Prévenir les effets délétères

Plus récemment, d’autres recommandations ont été émises. Celles du Haut Conseil de la Santé Publique (HCSP) parues dans un rapport (2) font consensus. Il préconise de proscrire les écrans aux enfants de moins de trois ans lorsqu’ils ne sont pas accompagnés par un adulte. Quant aux images en 3D, elles doivent être interdites avant cinq ans. Les parents doivent, par ailleurs, être sensibilisés au type d’écran utilisé, à leurs contenus et aux catégories d’âge. Les enfants ne doivent pas disposer d’écrans dans leur chambre et les parents ne doivent pas les laisser regarder la télévision durant l’heure qui précéde l’endormissement. Car les effets délétères des écrans sur la qualité du sommeil sont bien connus. Leur utilisation prolongée favorise, en outre, la sédentarité, le grignotage et l’augmentation des prises alimentaires. Des risques psychiques et comportementaux sont également liés aux contenus eux-mêmes : sexuels, pornographiques, violents…

Consacrer du temps à l'enfant

Face à ce constat, les parents ne doivent pas bannir mais limiter l’usage des écrans pour permettre aux enfants de se consacrer à d’autres activités (culturelles, sportives…). « En consultation, certains parents me disent que leur enfant s’isole, qu’il a toujours besoin de regarder la télé ou la tablette. Je leur demande alors : qu’est-ce que vous lui donnez en échange ? Lui consacrez-vous du temps ? Savez-vous si votre enfant va bien ? », confie la Dr Catherine Salinier, pédiatre, responsable des groupes « Pédopsychiatrie » et « Adolescent » de l’AFPA.

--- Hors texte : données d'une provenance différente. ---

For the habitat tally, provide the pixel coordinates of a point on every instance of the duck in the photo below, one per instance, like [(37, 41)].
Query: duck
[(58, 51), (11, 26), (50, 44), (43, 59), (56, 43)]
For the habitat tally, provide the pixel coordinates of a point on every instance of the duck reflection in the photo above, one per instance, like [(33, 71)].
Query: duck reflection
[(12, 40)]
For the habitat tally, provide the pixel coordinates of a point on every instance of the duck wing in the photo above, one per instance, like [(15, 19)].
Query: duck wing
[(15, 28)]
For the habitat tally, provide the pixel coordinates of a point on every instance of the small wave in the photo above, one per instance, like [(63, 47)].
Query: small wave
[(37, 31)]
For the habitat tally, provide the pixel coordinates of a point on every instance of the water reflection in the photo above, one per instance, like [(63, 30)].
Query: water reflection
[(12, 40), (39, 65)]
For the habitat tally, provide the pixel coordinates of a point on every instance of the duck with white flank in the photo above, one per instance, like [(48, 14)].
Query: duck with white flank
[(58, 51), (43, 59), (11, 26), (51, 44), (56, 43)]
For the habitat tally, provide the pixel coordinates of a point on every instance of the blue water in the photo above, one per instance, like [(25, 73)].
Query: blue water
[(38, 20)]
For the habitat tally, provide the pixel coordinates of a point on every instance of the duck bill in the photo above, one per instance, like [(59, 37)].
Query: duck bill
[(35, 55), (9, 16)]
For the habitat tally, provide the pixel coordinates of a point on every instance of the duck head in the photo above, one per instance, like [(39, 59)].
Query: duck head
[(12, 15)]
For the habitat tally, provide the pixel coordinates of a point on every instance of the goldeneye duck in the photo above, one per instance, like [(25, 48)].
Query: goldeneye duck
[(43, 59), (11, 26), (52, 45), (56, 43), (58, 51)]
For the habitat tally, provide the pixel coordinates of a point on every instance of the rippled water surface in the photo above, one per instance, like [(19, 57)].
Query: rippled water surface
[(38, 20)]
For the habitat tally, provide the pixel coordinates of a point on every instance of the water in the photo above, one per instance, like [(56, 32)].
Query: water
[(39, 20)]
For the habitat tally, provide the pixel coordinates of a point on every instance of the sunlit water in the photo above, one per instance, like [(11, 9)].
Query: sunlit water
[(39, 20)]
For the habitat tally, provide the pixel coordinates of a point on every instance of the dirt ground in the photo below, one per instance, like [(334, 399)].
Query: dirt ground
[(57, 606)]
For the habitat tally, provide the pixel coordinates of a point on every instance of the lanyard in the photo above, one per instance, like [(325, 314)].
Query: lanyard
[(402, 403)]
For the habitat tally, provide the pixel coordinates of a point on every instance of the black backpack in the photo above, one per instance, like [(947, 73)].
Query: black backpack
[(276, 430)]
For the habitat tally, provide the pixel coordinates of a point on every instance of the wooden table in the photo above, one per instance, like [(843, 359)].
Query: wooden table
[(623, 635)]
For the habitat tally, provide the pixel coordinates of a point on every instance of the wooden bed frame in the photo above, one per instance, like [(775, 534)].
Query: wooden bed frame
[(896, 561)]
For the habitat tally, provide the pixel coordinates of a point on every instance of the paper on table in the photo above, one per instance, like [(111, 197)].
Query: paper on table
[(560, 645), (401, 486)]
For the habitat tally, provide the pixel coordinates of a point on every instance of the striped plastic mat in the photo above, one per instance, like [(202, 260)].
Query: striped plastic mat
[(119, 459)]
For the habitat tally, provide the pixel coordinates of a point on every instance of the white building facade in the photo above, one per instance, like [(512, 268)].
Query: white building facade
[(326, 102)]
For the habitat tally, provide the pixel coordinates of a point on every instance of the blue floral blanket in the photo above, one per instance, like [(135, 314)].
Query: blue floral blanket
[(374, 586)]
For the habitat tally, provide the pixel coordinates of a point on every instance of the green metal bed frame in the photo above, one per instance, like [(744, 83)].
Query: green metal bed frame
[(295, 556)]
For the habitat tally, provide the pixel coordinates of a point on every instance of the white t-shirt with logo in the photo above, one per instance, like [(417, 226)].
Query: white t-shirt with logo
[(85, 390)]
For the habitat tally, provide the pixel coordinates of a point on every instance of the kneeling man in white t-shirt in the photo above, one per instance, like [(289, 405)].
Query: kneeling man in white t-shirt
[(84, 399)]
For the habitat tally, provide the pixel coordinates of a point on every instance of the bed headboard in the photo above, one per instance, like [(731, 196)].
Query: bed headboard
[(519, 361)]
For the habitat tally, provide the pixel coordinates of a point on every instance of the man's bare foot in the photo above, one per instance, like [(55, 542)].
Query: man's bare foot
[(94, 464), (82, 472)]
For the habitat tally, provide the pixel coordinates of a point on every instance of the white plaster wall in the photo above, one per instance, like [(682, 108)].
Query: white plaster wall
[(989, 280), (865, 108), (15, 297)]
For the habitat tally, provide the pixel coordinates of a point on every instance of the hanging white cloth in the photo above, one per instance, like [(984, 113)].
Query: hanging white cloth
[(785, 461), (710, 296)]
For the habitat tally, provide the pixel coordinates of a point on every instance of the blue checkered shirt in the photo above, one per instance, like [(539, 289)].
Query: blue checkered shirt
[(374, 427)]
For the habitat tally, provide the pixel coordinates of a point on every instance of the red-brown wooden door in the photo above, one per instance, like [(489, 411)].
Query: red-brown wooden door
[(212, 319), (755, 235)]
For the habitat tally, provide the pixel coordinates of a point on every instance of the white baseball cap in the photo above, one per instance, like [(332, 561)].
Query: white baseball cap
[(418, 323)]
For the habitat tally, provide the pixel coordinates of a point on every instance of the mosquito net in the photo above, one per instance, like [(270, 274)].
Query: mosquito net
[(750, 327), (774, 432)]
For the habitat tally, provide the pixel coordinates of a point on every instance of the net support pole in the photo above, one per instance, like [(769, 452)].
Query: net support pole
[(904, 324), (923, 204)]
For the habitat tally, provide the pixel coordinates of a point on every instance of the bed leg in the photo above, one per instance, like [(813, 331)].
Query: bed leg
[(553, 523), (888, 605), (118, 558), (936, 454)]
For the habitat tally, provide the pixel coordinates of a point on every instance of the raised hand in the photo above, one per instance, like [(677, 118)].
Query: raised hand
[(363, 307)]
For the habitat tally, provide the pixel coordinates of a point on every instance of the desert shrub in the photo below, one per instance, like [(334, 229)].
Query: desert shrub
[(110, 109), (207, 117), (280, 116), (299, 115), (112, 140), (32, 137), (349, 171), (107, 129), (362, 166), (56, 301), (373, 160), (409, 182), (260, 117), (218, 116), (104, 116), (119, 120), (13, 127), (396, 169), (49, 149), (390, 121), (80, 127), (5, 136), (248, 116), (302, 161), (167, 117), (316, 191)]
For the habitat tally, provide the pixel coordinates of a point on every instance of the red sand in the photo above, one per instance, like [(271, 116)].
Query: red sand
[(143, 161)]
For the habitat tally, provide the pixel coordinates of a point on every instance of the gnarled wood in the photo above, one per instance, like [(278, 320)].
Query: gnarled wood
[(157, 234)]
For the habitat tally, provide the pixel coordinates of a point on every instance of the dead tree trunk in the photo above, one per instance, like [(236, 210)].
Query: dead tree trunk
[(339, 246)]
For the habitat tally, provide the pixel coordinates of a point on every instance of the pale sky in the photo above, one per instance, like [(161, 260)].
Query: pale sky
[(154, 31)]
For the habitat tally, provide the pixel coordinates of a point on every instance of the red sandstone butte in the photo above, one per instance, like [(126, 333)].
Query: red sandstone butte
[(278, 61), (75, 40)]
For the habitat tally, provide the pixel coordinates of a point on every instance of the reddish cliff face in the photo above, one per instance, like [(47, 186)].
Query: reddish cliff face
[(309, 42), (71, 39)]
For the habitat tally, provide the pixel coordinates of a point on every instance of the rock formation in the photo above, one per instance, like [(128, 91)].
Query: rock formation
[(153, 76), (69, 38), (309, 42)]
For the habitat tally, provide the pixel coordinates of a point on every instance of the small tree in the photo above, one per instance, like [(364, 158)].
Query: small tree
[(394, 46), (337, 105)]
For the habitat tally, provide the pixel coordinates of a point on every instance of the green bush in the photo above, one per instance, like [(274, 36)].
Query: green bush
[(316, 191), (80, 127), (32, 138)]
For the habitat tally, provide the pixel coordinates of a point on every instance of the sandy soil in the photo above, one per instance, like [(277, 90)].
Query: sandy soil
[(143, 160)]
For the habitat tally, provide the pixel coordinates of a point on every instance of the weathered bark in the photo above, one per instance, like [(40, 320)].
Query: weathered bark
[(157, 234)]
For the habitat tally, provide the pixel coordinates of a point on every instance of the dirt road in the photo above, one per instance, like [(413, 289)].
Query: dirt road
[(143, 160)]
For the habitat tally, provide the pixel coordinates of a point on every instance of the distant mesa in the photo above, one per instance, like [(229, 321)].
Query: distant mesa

Nombreux sont les parents qui s’occupent de leur(s) enf ant(s) tout en regardant leur smartphone. « Or, ce sont eux qui doivent montrer l’exemple. En consultation, nous devons leur expliquer que les interactions parents-enfants sont indispensables au bon développement cérébral de ces derniers. Toutefois, l’utilisation des écrans, bien encadrée par l’adulte, peut présenter de multiples intérêts : pédagogiques, thérapeutiques, ludiques… Les écrans ne doivent donc pas être diabolisés », conclut le Dr François-Marie Caron.

 

* Children and screens, a french survey, AFPA GPG 2016.

** Effets de l’exposition des enfants et des jeunes aux écrans, rapport de l'HCSP publié le 12/12/2019.